RAMI seeks to boost U.S. manufacturing by creating a National Network for Manufacturing Innovation (NNMI), a network of fifteen public-private innovation hubs focused on solving common manufacturing problems. Each network would focus on a specific manufacturing process, technology, or method. The goal of the program is to improve the competitiveness of U.S. manufacturers, stimulate U.S. leadership in advanced manufacturing, and accelerate the development of an advanced manufacturing workforce. Bill sponsors say that it will increase domestic production while providing the next generation with the high-tech skills needed to fill jobs. NNMI would be funded by a one-time $600 million investment from the National Institute of Standards and Technology (NIST).

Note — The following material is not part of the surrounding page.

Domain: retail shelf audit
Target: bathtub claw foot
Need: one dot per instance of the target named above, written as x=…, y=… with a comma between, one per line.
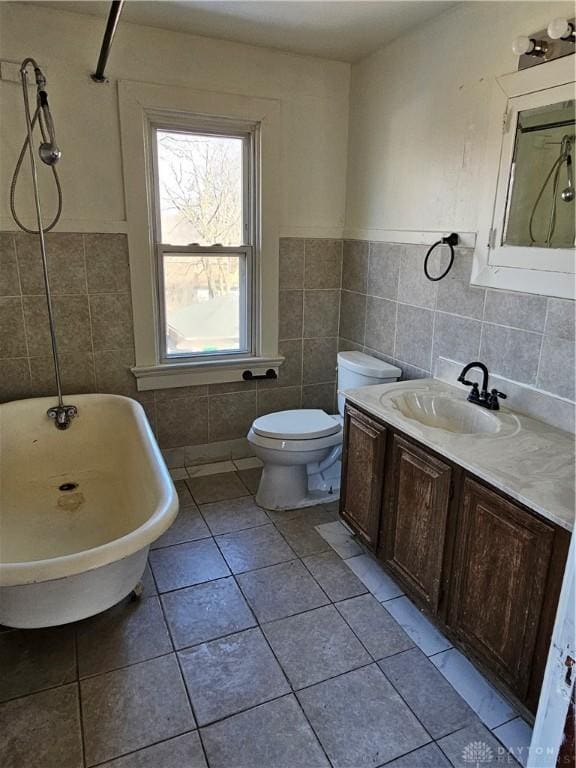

Institutes would be chosen for participation based on a merit-based review process.
President Obama supports the idea of a public-private manufacturing network and has included funding for the proposal in both his 2013 and 2014 budget proposals. Pilot projects based in Youngstown, Ohio, and Raleigh, North Carolina are already off and running. And the President announced a plan to launch six more pilots projects in his State of the Union address earlier this year. President Obama has urged Congress to "get these bills to my desk and put more Americans back to work."
RAMI has rare broad support from industry, trade associations, labor organizations, and universities. Supporters include the National Association of Manufacturers, the Alliance of Automobile Manufacturers, ASME, GE, Boeing, and U.S. Steel. In a letter to Members of the Senate, the AFL-CIO urged support of the bill, saying that it would "send a strong signal that the U.S. has recommitted to being on the cutting edge of technological research, development, and manufacturing." A Business Roundtable letter states that the legislation "is good for business, good for our public institutions and most importantly, it is good for the American workers."
The legislation awaits committee consideration in the House and a vote by the full Senate. If passed by both chambers, a joint House-Senate conference committee would have to rectify any differences between the bills before it could be sent to the President and signed into law."